Contracts and other legal documents, of which software licenses would fall, are protected by copyright, in general. However, not every contract would be; according to Kenneth Adams (NY Law Journal, 2006:
That doesn’t mean that every contract is so protected. If you copy someone else’s
contract verbatim, changing only the party names, dates, and similar details, a court
would likely find the contract insufficiently original and creative to support a claim of
copyright violation if in turn someone were to copy your contract.
That said, a contract still can be protected by copyright (and, similarly, a software license) if it has some unique, "creative" additions to make it separate from, well, all of the other nearly identical licenses out there. The article above cites American Family Life Assurance Company of Columbus v. Assurant, Inc. (N.D. Ga. 2006) in supporting that contracts can be protected by copyright; in that case, Aflac wrote contracts in a "narrative" style that was more easily read by their customers, and Assurant copied those. The court held they were protected by copyright.
The article goes on to explore whether lawyers copying bits of other contracts are likely violating copyright, and determines that for the most part they aren't, though not because of fair use; but rather, because the contracts they're copying are for the most part copies of copies of copies, and thus aren't themselves protected by copyright any more than I would be protected if I typed out Romeo and Juliet.
Does such copying constitute fair use? There’s precious little to suggest that it does. If a law firm is able to produce for its clients contracts that are distinctive in terms of
substance or language, the law firm would derive a competitive advantage that it would
lose if its competitors were able to copy those contracts with impunity.

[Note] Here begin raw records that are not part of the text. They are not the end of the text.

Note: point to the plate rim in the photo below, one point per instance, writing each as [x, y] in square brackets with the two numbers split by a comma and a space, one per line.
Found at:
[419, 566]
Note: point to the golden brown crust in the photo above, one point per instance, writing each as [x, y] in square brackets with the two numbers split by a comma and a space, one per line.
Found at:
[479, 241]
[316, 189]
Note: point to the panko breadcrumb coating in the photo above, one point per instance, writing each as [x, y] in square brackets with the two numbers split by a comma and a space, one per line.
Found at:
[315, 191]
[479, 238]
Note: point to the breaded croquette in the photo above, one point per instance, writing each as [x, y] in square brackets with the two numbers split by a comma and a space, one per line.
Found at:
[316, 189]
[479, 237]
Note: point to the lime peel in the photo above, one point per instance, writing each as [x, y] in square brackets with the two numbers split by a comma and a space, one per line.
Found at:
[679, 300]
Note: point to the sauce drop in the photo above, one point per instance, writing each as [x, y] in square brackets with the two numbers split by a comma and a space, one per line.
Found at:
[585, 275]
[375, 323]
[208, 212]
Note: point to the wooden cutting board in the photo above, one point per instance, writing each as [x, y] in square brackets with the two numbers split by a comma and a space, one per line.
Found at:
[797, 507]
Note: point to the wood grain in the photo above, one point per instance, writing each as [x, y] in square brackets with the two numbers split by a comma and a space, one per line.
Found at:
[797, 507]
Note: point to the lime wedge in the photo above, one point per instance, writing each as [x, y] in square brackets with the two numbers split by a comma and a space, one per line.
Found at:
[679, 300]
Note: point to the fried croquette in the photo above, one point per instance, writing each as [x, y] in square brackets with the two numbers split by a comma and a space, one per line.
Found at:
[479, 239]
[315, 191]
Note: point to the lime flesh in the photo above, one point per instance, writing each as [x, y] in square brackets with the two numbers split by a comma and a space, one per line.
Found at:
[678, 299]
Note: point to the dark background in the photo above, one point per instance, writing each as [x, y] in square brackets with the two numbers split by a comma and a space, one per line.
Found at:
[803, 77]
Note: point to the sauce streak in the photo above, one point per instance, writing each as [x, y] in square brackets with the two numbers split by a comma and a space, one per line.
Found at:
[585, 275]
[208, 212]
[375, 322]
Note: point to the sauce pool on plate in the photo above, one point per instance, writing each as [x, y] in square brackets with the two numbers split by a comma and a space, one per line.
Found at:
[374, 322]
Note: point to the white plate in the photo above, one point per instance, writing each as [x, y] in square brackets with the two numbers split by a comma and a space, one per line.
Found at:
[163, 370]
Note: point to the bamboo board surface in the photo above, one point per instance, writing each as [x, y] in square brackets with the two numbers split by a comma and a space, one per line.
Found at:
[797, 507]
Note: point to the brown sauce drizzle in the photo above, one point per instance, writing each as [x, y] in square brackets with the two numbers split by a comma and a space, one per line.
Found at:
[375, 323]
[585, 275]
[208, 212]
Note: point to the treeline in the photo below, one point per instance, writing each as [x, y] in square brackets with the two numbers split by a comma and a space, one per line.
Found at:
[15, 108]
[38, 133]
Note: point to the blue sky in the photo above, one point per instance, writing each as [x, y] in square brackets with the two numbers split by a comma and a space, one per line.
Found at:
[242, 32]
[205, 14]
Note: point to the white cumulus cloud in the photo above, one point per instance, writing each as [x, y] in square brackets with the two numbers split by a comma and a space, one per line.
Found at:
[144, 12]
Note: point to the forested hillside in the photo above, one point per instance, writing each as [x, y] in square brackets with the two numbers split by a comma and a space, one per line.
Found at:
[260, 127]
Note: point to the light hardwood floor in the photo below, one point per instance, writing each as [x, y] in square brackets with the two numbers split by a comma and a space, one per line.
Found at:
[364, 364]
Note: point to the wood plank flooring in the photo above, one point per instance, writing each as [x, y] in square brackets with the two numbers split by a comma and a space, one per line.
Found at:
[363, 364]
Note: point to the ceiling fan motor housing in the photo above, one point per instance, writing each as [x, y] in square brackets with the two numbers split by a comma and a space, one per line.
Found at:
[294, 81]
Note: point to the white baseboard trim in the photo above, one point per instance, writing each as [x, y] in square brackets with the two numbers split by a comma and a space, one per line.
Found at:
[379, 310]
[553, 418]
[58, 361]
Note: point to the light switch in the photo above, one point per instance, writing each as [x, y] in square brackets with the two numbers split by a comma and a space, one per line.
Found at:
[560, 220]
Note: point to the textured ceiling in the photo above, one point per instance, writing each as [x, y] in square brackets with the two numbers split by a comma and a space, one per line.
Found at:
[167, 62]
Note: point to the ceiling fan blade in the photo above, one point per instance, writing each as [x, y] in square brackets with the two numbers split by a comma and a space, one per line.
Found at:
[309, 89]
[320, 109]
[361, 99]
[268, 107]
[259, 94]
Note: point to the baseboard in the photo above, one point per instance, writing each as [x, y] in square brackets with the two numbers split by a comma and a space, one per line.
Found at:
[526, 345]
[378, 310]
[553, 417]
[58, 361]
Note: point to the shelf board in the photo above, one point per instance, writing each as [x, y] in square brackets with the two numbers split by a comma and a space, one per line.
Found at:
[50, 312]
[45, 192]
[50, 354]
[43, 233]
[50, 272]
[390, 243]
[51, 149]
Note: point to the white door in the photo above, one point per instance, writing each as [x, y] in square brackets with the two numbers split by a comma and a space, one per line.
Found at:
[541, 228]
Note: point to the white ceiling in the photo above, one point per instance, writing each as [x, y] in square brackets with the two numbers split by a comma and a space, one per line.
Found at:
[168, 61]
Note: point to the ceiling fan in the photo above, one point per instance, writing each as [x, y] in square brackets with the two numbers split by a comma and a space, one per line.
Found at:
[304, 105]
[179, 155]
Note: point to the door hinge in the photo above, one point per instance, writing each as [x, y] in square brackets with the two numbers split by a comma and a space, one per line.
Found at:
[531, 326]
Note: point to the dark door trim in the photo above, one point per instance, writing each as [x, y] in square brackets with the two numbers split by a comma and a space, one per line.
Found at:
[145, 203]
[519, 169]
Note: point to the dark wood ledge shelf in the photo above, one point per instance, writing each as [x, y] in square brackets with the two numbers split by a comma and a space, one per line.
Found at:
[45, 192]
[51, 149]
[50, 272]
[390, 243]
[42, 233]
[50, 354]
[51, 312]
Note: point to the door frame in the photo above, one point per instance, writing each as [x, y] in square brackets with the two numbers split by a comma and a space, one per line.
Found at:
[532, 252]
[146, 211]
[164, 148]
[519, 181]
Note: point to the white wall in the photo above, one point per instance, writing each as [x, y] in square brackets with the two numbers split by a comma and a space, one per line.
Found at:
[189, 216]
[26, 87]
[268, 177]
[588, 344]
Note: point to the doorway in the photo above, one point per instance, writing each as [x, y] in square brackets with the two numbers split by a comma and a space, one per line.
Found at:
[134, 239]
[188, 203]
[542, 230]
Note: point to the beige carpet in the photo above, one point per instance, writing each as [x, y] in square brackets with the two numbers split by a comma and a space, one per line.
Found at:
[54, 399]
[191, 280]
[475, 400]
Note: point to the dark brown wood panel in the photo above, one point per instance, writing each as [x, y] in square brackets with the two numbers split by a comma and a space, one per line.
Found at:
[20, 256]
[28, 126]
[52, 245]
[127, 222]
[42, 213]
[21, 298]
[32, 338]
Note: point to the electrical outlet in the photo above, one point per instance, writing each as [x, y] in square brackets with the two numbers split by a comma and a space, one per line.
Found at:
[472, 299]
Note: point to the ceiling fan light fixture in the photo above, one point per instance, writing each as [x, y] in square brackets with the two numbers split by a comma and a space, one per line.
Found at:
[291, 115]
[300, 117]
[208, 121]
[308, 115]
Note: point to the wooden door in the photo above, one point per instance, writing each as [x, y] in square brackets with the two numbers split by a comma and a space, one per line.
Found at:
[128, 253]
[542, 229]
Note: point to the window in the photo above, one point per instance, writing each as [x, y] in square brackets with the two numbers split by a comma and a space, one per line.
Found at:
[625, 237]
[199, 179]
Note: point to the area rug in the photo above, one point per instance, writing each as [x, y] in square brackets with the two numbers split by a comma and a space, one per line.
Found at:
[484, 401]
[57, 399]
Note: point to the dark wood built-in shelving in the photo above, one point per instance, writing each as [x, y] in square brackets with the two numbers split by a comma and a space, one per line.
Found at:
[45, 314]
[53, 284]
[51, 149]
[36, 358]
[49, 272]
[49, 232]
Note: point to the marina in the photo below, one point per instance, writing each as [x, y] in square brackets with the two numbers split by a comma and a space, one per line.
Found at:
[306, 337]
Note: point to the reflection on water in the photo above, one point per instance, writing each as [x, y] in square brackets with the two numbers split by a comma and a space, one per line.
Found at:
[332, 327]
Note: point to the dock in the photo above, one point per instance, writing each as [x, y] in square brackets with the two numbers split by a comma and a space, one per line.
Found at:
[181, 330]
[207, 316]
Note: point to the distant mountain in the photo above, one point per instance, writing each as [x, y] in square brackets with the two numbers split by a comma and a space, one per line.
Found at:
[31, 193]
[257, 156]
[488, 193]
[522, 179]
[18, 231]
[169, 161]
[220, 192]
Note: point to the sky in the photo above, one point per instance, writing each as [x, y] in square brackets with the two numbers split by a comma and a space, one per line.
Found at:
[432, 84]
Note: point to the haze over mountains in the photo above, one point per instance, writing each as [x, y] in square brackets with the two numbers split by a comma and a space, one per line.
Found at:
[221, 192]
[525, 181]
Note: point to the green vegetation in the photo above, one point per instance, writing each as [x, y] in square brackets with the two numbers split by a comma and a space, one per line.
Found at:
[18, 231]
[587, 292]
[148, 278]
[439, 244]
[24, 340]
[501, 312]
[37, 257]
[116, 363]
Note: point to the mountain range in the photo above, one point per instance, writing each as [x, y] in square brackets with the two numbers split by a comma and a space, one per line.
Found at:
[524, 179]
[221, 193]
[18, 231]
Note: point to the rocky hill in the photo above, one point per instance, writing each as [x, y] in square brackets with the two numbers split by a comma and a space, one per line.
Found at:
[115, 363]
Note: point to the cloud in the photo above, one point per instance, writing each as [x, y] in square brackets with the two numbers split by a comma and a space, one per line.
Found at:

But that’s not to say that corporate lawyers should stop copying from contracts they find on EDGAR or elsewhere. It’s a safe assumption that the vast majority of contracts are either outright copies that aren’t entitled to copyright protection or contracts that derive copyright protection from their status as compilations. Because any compilation contract would resemble countless other contracts, a law firm would likely have a hard time demonstrating breach of copyright of its compilation contract.
So the answer seems to be "sort of" - if you're copying a software license that is effectively the same as every other software license out there, then you're probably safe. Just don't copy one that's distinctive - do some searches to make sure what you're copying has a few thousand Google hits from different sites.
Or, just use one of the many CC licenses, which will happily allow you to use their text.